Abstract:
Deciphering the evolutionary forces controlling insecticide resistance
in malaria vectors remains a prerequisite to designing molecular tools
to detect and assess resistance impact on control tools. Here, we
demonstrate that a 4.3kb transposon-containing structural variation
drives pyrethroid resistance in central/eastern African populations of
the malaria vector Anopheles funestus . In this study, we analysed
Pooled template sequencing data and direct sequencing to identify an
insertion of 4.3kb containing putative transposons in the intergenic
region of two P450s CYP6P5 -CYP6P9b in mosquitoes of the
malaria vector Anopheles funestus from Uganda. We then designed a
PCR assay to track its spread temporally and regionally and decipher its
role in insecticide resistance.
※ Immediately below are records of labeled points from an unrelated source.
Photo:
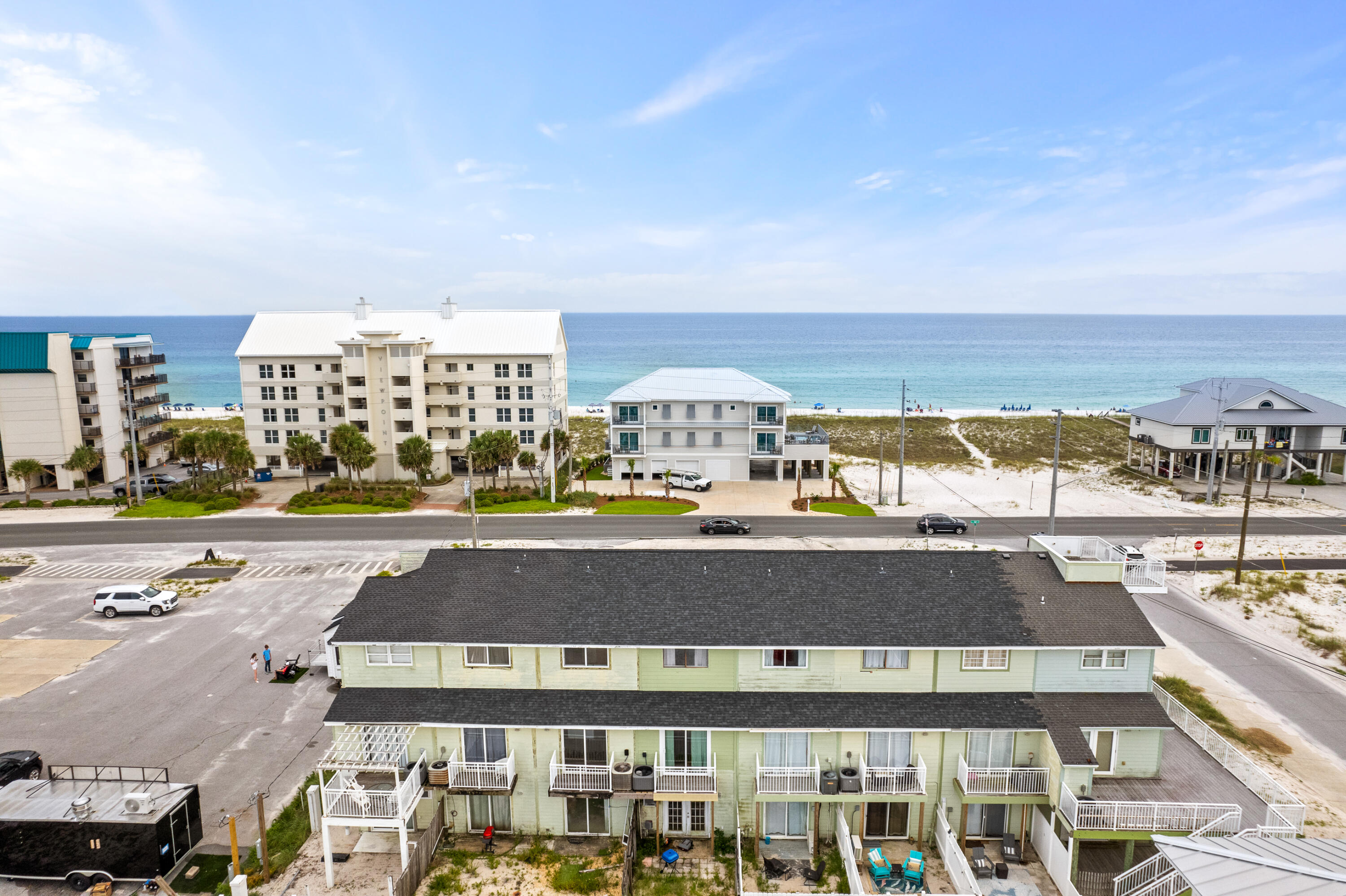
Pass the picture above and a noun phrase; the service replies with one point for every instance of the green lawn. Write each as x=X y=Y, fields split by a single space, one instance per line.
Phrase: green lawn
x=524 y=508
x=345 y=509
x=846 y=510
x=645 y=508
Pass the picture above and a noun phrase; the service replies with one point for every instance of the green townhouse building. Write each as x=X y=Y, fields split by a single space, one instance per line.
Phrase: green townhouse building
x=555 y=692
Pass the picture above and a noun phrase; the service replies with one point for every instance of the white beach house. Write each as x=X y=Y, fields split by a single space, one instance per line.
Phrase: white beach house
x=718 y=422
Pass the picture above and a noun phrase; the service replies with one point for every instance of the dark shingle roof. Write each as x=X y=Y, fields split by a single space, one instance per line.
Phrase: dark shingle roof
x=743 y=599
x=1061 y=715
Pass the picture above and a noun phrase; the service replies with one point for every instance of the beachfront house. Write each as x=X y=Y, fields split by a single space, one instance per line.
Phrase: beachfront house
x=929 y=700
x=718 y=422
x=1232 y=416
x=442 y=374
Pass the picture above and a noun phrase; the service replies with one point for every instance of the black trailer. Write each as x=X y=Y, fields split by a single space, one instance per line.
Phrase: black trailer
x=89 y=824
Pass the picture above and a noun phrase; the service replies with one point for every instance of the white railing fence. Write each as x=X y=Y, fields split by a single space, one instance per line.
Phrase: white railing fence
x=1283 y=808
x=848 y=857
x=955 y=861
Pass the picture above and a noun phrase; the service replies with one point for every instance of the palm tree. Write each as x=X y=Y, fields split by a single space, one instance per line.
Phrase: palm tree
x=305 y=452
x=84 y=459
x=27 y=470
x=416 y=454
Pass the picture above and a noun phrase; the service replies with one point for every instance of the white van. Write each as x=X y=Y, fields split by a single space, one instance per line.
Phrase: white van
x=688 y=479
x=139 y=598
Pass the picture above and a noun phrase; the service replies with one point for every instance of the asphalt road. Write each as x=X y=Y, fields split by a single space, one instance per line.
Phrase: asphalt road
x=454 y=528
x=1314 y=701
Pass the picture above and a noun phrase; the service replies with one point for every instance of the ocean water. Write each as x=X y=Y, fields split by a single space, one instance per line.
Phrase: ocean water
x=859 y=361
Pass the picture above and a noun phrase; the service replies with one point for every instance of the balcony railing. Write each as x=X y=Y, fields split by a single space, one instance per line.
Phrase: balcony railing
x=1089 y=814
x=879 y=779
x=497 y=775
x=684 y=779
x=140 y=361
x=582 y=779
x=1001 y=782
x=788 y=779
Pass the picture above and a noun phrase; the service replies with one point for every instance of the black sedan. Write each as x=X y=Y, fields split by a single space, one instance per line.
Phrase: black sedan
x=19 y=763
x=717 y=525
x=940 y=522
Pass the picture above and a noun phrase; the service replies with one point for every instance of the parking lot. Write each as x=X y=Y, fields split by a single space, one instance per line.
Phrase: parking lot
x=177 y=692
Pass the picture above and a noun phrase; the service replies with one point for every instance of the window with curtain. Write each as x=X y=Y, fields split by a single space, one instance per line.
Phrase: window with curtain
x=885 y=660
x=887 y=748
x=484 y=744
x=686 y=748
x=686 y=657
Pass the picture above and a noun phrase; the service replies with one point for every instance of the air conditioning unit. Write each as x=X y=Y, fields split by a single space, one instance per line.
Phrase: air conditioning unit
x=138 y=804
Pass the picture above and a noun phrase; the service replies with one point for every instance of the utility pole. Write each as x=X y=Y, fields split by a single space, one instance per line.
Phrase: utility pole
x=135 y=451
x=902 y=439
x=1056 y=466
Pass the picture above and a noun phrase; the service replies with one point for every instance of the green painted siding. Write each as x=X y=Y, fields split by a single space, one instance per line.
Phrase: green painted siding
x=953 y=677
x=1061 y=670
x=721 y=673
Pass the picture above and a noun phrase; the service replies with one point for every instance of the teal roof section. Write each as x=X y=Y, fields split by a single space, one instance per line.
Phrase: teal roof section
x=23 y=353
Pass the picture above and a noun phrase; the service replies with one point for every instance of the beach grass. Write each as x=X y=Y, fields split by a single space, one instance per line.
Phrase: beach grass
x=645 y=509
x=1026 y=443
x=846 y=510
x=929 y=443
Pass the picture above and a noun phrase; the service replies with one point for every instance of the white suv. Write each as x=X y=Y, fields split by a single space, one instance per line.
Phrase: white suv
x=134 y=599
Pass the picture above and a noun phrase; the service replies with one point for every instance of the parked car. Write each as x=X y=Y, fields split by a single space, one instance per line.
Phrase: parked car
x=19 y=763
x=151 y=485
x=139 y=598
x=717 y=525
x=688 y=479
x=940 y=522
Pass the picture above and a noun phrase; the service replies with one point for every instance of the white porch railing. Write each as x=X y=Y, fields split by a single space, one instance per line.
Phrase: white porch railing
x=481 y=775
x=788 y=779
x=1283 y=808
x=1219 y=818
x=684 y=779
x=582 y=779
x=1001 y=782
x=879 y=779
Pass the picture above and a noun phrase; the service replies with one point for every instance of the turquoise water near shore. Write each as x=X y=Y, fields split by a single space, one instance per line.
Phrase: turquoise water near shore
x=858 y=361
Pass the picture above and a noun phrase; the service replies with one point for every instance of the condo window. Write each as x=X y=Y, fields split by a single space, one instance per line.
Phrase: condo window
x=585 y=657
x=1104 y=660
x=785 y=658
x=485 y=656
x=998 y=658
x=885 y=660
x=686 y=657
x=388 y=654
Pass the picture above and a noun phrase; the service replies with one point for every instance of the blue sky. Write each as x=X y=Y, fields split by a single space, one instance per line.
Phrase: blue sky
x=170 y=158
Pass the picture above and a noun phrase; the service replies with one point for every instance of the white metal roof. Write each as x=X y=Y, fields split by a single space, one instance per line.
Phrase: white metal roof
x=699 y=384
x=1259 y=866
x=468 y=333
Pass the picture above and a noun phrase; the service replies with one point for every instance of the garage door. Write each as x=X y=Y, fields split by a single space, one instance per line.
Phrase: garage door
x=718 y=470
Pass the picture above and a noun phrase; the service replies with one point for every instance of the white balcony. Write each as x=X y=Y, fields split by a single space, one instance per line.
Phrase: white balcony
x=883 y=779
x=581 y=779
x=684 y=779
x=1002 y=782
x=788 y=779
x=498 y=775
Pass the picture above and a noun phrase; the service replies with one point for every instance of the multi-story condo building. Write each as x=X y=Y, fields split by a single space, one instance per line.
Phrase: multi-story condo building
x=1229 y=416
x=445 y=374
x=60 y=391
x=718 y=422
x=793 y=695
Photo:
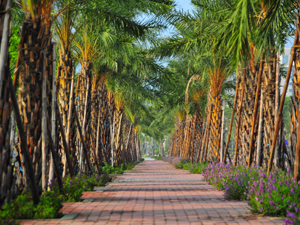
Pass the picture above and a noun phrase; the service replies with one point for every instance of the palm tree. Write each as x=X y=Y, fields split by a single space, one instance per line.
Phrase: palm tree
x=6 y=172
x=35 y=67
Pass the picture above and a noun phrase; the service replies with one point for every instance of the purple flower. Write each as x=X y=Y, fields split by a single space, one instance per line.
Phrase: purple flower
x=292 y=215
x=288 y=221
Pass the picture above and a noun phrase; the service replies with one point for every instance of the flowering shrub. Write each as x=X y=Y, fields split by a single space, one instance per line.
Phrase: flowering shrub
x=274 y=195
x=232 y=180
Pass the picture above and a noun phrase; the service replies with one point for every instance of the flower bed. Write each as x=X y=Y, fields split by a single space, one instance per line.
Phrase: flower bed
x=51 y=201
x=276 y=194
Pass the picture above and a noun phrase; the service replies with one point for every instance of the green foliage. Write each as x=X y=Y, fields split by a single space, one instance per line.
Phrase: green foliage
x=13 y=48
x=181 y=163
x=198 y=167
x=108 y=169
x=157 y=157
x=8 y=222
x=23 y=207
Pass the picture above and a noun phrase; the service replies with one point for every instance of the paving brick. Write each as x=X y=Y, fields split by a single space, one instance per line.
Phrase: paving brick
x=154 y=192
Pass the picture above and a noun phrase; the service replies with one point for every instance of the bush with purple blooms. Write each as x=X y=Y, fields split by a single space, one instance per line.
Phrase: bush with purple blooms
x=73 y=188
x=276 y=194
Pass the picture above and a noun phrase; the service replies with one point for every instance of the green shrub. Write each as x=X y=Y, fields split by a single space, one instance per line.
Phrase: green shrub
x=23 y=207
x=197 y=168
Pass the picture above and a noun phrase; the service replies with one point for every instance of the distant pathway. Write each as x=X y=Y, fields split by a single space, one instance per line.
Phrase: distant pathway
x=154 y=192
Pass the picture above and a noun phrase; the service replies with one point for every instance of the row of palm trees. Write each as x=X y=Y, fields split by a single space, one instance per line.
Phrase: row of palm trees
x=236 y=40
x=80 y=100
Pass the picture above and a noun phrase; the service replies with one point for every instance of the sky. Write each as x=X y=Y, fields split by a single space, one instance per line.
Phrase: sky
x=184 y=5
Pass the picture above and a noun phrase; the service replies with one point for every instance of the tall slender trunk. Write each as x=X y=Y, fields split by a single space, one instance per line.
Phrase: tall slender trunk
x=84 y=122
x=254 y=117
x=6 y=169
x=277 y=102
x=222 y=130
x=239 y=114
x=278 y=120
x=260 y=130
x=232 y=118
x=53 y=114
x=215 y=127
x=5 y=21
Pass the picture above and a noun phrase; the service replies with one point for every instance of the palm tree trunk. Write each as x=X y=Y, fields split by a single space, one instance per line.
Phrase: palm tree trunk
x=239 y=114
x=24 y=147
x=277 y=102
x=278 y=120
x=206 y=139
x=222 y=131
x=83 y=142
x=44 y=128
x=260 y=130
x=53 y=114
x=232 y=118
x=215 y=128
x=84 y=123
x=255 y=113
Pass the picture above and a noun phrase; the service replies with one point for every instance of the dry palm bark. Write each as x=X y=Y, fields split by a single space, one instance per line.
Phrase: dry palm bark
x=112 y=112
x=104 y=122
x=36 y=44
x=217 y=77
x=232 y=116
x=198 y=131
x=6 y=170
x=295 y=108
x=84 y=107
x=249 y=84
x=94 y=113
x=65 y=79
x=186 y=142
x=269 y=79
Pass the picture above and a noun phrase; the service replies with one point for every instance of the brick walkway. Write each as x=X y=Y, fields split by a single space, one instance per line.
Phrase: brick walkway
x=156 y=193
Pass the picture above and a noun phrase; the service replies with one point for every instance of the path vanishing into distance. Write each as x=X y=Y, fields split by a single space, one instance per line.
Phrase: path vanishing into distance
x=154 y=192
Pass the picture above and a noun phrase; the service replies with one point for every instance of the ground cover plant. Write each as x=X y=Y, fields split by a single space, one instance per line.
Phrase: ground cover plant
x=51 y=201
x=159 y=157
x=276 y=194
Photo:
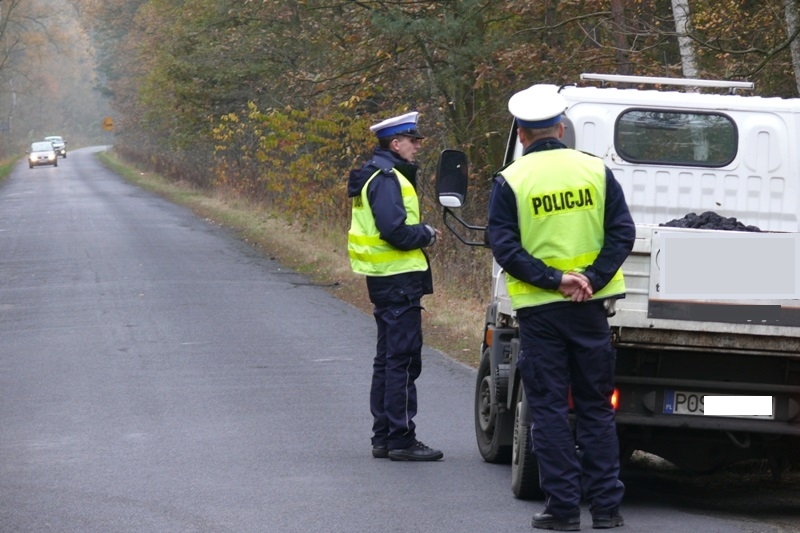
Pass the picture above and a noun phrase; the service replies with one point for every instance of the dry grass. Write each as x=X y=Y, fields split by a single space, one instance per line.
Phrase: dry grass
x=453 y=322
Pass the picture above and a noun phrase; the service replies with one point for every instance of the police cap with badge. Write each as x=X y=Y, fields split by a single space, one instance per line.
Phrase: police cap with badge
x=537 y=107
x=405 y=125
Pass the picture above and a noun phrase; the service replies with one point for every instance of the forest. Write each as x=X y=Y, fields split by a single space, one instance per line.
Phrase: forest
x=272 y=100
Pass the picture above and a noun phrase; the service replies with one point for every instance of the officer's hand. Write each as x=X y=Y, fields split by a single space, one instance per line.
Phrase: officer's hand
x=575 y=286
x=435 y=234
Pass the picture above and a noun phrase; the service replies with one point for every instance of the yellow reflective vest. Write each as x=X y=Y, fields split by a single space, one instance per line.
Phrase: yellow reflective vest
x=560 y=198
x=373 y=256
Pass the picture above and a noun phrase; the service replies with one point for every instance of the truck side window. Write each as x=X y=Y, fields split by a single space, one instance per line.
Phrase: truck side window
x=657 y=136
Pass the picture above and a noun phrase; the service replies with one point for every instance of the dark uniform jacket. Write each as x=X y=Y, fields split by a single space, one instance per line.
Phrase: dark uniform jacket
x=390 y=218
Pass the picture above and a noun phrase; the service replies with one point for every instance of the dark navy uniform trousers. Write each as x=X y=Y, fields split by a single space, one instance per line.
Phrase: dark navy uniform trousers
x=570 y=345
x=397 y=365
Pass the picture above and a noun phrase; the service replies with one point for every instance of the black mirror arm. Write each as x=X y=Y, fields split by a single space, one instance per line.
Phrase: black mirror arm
x=448 y=214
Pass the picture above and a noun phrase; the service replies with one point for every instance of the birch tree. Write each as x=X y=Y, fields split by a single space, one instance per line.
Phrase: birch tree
x=681 y=13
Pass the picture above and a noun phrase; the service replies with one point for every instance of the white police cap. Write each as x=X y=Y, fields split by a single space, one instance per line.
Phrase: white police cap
x=403 y=125
x=538 y=107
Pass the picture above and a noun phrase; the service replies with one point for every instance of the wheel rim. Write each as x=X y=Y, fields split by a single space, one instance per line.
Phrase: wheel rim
x=486 y=417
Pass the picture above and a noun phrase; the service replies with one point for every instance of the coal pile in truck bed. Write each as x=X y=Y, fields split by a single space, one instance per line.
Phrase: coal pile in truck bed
x=709 y=220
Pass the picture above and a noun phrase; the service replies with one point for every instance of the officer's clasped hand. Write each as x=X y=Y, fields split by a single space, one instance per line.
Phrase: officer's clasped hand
x=435 y=234
x=575 y=286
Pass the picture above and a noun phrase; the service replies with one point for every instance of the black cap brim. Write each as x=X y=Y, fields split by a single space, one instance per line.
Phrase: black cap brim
x=413 y=133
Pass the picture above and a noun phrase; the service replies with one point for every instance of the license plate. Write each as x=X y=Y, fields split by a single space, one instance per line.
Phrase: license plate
x=693 y=403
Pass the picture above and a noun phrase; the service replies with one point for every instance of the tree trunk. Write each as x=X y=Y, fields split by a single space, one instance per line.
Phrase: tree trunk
x=790 y=8
x=681 y=13
x=620 y=40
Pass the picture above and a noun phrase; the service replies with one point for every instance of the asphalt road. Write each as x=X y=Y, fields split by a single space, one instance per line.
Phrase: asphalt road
x=158 y=375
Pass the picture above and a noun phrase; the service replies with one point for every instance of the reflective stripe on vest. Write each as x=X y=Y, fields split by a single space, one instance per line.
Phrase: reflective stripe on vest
x=560 y=198
x=373 y=256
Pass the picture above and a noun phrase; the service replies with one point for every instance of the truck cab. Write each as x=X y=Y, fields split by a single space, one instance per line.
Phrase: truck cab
x=712 y=310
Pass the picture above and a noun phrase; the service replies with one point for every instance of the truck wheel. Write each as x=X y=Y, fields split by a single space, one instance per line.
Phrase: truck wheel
x=524 y=466
x=489 y=424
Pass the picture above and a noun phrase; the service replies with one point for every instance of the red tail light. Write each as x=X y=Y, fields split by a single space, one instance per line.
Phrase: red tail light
x=614 y=399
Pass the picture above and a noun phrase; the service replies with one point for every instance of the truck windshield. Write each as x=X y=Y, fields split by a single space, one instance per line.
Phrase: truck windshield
x=675 y=138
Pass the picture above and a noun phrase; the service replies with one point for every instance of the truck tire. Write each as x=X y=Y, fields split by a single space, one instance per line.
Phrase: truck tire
x=524 y=466
x=489 y=424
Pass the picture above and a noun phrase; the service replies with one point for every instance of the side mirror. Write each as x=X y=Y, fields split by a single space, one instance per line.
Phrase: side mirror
x=451 y=178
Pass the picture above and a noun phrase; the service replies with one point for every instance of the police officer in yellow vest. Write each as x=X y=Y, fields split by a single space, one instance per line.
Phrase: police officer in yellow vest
x=560 y=227
x=385 y=244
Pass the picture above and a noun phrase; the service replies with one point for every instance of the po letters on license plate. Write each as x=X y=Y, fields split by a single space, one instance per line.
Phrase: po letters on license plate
x=693 y=403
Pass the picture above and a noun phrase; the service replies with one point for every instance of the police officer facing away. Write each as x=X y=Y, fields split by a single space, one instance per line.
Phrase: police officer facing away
x=560 y=227
x=385 y=243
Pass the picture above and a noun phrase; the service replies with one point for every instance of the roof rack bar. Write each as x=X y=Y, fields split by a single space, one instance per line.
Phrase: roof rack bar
x=686 y=82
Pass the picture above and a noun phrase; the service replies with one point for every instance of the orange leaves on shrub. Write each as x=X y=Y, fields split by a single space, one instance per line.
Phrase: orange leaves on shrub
x=293 y=159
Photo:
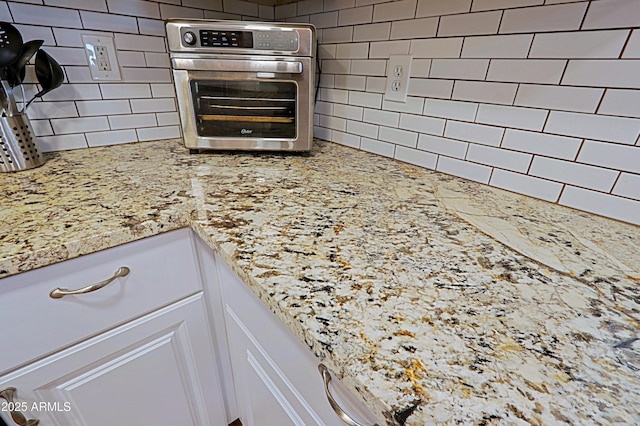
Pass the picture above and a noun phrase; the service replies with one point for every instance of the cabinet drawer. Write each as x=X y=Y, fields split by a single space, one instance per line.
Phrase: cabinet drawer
x=162 y=268
x=254 y=331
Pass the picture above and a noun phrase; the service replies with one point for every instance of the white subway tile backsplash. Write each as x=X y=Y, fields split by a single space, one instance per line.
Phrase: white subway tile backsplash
x=615 y=156
x=309 y=7
x=464 y=169
x=151 y=27
x=146 y=75
x=108 y=22
x=103 y=107
x=376 y=84
x=628 y=185
x=526 y=71
x=362 y=129
x=125 y=91
x=422 y=124
x=384 y=49
x=140 y=43
x=498 y=157
x=497 y=46
x=513 y=117
x=154 y=133
x=345 y=139
x=602 y=204
x=603 y=73
x=49 y=110
x=153 y=105
x=566 y=98
x=352 y=51
x=347 y=111
x=112 y=137
x=478 y=91
x=414 y=28
x=336 y=66
x=168 y=11
x=416 y=157
x=528 y=185
x=465 y=111
x=163 y=90
x=372 y=32
x=334 y=95
x=45 y=15
x=582 y=44
x=369 y=67
x=502 y=4
x=157 y=60
x=377 y=147
x=384 y=118
x=132 y=121
x=325 y=20
x=602 y=127
x=72 y=92
x=145 y=9
x=420 y=68
x=612 y=14
x=397 y=136
x=561 y=17
x=61 y=142
x=350 y=82
x=430 y=88
x=64 y=126
x=470 y=24
x=486 y=135
x=401 y=9
x=129 y=58
x=542 y=144
x=444 y=146
x=337 y=35
x=624 y=103
x=576 y=174
x=369 y=100
x=436 y=48
x=355 y=16
x=632 y=50
x=463 y=69
x=413 y=105
x=437 y=8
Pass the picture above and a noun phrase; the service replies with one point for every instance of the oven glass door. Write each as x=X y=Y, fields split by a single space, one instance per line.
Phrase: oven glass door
x=245 y=108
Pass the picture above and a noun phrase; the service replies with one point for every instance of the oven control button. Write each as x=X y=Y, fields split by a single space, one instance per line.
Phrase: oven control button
x=189 y=38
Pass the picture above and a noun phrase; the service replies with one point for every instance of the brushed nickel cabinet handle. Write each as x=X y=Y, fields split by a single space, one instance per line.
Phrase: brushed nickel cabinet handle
x=326 y=377
x=16 y=416
x=57 y=293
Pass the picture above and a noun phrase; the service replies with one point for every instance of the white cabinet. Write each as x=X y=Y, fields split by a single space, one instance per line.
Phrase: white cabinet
x=276 y=377
x=138 y=351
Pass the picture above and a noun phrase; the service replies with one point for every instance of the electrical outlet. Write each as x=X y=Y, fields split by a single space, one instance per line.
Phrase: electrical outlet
x=398 y=70
x=101 y=54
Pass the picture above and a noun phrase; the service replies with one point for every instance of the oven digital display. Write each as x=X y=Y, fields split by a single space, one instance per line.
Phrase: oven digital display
x=215 y=38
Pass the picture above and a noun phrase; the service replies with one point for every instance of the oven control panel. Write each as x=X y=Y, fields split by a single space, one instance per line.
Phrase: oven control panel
x=272 y=40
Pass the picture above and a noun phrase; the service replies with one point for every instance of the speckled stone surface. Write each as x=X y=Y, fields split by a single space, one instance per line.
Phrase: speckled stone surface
x=436 y=300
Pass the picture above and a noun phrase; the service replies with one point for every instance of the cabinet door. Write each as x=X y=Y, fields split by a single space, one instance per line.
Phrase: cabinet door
x=156 y=370
x=276 y=377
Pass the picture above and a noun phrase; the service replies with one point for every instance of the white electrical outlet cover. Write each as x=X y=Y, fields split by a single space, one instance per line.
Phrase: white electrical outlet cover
x=105 y=68
x=398 y=71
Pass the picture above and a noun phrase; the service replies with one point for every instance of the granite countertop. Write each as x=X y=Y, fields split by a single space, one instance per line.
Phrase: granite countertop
x=435 y=299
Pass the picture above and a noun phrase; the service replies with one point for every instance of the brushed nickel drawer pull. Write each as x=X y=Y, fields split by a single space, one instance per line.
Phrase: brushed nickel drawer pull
x=326 y=377
x=57 y=293
x=16 y=416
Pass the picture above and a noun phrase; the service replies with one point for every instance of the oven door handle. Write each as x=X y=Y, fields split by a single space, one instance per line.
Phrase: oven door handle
x=291 y=67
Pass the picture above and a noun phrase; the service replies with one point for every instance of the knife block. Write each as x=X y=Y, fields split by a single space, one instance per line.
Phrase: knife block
x=18 y=149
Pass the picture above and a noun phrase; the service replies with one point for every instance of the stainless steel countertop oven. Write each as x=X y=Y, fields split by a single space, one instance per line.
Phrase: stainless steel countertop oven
x=244 y=85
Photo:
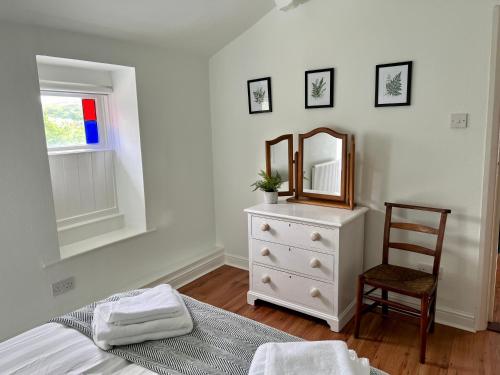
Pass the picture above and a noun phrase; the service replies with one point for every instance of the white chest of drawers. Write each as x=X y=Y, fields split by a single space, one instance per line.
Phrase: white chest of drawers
x=306 y=258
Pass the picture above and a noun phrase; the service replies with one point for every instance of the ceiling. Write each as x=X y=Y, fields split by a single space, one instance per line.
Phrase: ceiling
x=199 y=26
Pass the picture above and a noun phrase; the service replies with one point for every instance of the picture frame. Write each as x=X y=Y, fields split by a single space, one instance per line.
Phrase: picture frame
x=393 y=84
x=319 y=88
x=260 y=98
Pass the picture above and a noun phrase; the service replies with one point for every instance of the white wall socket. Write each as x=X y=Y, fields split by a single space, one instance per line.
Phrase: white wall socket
x=459 y=120
x=63 y=286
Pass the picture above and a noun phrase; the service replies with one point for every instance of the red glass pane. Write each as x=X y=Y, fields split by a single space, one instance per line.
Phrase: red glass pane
x=88 y=106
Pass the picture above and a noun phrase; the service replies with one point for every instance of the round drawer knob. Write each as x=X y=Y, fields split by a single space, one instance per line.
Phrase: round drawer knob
x=265 y=279
x=315 y=263
x=315 y=236
x=314 y=292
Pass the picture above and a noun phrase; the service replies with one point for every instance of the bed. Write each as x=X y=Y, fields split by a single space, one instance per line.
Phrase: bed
x=220 y=343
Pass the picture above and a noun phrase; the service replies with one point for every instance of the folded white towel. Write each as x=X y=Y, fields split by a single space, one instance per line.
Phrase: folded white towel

The insertion originates in or near
Uganda in East Africa, where it is fixed and has spread to high
frequencies in the Central African nation of Cameroon but is still at
low frequency in West Africa and absent in Southern Africa. A strong
association was established between this SV and pyrethroid resistance in
field populations (SV+ vs SV-; OR=29, P < 0.0001) and is
reducing pyrethroid-only nets’ efficacy. Genetic crosses and qRT-PCR
revealed that this SV enhances the overexpression of CYP6P9a/bbut not CYP6P5 . A marked and rapid selection was observed with
the 4.3kb-SV frequency increasing from 3% in 2014 to 98 % in 2021 in
Cameroon. Our findings highlight the underexplored role and rapid spread
of SVs in the evolution of insecticide resistance and provide additional
tools for molecular surveillance of insecticide resistance.